Quaker Roots

Wednesday, October 12, 2005

Who were the authors of the 1688 Anti-slavery Petition?

Were they Quakers? Mennonites? What was the relationship between Quakers and Mennonites in early Germantown?

One text I've just read by H. Frank Eschelman, "Swiss and German Settlers of Penna.," (pub. 1917) makes me wonder. He writes, "Kaufmann tells us in his book and page 127 that in 1688 the Mennonites of Germantown sent their protest against slavery to the Friends quarterly meeting. This was the first known public protest in America against human slavery. It is not improper to notice that in 1712 the Assembly of PA moved by a big petition passed an Act against slavery. How different might have been the history of America if these early protests of the Mennonite Brethren and the pious pioneers of Pennsylvania had been heeded."

This passage questions some essential assumptions that I, (and as far as I know, most Quakers) have made about the 1688 Petition: that the authors were "convinced Friends," working within the context of a Quaker meeting. Eschelman frames the history in a different context: the German Mennonites were a distinct non-Quaker entity, and the 1688 petition derived from Mennonite, and not Quaker, minds.

Yet there are other important questions one must ask about this passage: 1. Who is Kaufmann? (and where does Eschelman get his infomation?) and 2. Who is Eschelman? What is his background? He is obviously partial to the Mennonites, and counts them as his "brethren," implying that he, too, is a Mennonite and that this book may be intended to illustrate the glorious past of his "people." A passage from the Introduction reinforces this supposition: "It may be very truthfully said that the pioneer Swiss and Germans...have done as much for America and have lived as nobly, and have upheld the pure religion and gospel, of our nation as faithfully as the "witch-burning" Puritans ever did...They were looked upon with jealousy by other people settled among them..." A rather shocking statement! (At least to me...)

So obviously, Eschelman's intentions must be noted and taken into account, but his information should not be discarded-- just balanced with other sources. He also writes some interesting information about the relationship between the Mennonites and Quakers in Germantown.

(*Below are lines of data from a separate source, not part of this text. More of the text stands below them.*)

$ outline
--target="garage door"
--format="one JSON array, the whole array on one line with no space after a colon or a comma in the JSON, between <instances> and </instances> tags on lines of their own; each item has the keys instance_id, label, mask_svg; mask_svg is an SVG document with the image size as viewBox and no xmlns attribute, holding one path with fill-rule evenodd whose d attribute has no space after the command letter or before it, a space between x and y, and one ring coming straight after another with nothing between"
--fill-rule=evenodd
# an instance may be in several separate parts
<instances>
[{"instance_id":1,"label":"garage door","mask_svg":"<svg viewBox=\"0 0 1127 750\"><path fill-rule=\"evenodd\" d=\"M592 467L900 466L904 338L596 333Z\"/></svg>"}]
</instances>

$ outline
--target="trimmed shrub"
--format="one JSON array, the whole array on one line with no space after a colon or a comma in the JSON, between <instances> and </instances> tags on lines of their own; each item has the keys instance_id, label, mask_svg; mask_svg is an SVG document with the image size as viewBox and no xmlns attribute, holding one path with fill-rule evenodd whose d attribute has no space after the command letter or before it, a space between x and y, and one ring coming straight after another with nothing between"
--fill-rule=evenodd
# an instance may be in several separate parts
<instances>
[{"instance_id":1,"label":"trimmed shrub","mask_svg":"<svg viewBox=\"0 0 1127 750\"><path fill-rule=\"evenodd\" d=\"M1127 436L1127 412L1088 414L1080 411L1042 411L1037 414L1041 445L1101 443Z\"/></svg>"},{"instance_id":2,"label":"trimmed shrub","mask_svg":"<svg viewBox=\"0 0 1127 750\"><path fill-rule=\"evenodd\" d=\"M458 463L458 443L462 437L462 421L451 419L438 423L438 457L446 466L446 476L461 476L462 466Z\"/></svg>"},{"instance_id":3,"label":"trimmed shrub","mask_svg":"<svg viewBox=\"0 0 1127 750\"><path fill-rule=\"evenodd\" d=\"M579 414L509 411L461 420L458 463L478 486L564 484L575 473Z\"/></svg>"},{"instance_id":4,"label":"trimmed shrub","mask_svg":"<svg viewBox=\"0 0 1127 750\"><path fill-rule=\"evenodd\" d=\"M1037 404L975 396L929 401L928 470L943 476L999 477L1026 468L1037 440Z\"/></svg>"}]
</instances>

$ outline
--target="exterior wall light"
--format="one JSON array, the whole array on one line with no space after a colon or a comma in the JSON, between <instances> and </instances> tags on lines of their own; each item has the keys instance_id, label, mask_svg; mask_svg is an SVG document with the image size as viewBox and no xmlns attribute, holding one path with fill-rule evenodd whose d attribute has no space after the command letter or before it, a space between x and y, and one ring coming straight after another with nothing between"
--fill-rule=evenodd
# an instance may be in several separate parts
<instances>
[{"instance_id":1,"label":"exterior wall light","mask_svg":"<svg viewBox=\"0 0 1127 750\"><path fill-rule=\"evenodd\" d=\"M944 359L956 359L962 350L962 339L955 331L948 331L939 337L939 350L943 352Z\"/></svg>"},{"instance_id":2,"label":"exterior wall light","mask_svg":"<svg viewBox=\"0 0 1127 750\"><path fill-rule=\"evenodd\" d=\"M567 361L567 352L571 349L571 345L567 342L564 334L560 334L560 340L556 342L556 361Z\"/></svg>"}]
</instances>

Take into consideration this next part:

"1693: The Germans Adhere to Fletcher; and do not side with the Quakers. Because the Quakers would not heed the demands from Great Britain to organize a military in 1692, William Penn's Government was taken out of his hands and Benjamin Fletcher of New York was made military Governor of PA. While the Germans were against anything warlike as well as the Quakers, they were glad of an opportunity to take sides against the Quakers when they had a chance, because the Quakers put them to much inconvenience and expense on account of being foreigners...Francis Daniel Pastorius, the leader of the German colony, accepted the office of Justice of the Peace and showed his willingness to break away from the Quakers and help Fletcher. These and other events show that the Germans took the opportunity of Fletcher's presence to show their dissatisfaction with the Quakers."

Again, Eschelman emphasizes the difference between Mennonites and Quakers, and illustrates their relationship as ideologically similar, but practically antagonistic. Yet what do other sources say? How is the Quaker-Mennonite relationship described and identified by other historians?

One text that provided a less opinionated account of this period was "The Life of Francis Daniel Pastorius" by Marion Dexter Learned. Written in 1908, it is based on primary sources--texts written by Pastorius or legal texts from Pennsylvania and Germany. It documents Pastorius's before and after he founded the colony of Germantown. It also shows the progressively intertwined relationship between Quakers and Mennonites.

Learned writes that William Penn made trips to Holland and Germany in 1671 and 1677, and that Quaker missionaries such as William Ames, William Caton, Stephen Crisp and others were "quietly winning new believers in Holland and Germany by making more or less systematic propaganda among the Mennonite communities" (104). In 1981, Penn made an offer to all Quaker and Mennonite communities of Holland and the Rhine to move to his newly acquired territory in Pennsylvania. On April 2, 1683, Pastorius was officially given "the care and Administration of all their Estate, lands and Rights which they lawfully obtained there of William Penn." In May/June 1683, Pastorius bought 15,000 acres of land for the Frankfurt company (110) and sailed for Pennsylvania on June 6, 1683, ahead of most German immigrants.

This early beginning shows the Mennonites as being connected to, but separate from, the Quakers. But what happened in the new colony of Germantown? Who lived there? Only Germans, or English as well? Certainly not very many people--they would have all known each other very well, and been familiar with each other's beliefs and backgrounds. My next posting will go more in depth about the makeup of Germantown in 1683-1688 based on Learned's text, keeping in mind the questions that began this posting: what did it mean to be a Quaker or a Mennonite at this time, and what was the relationship between the two groups?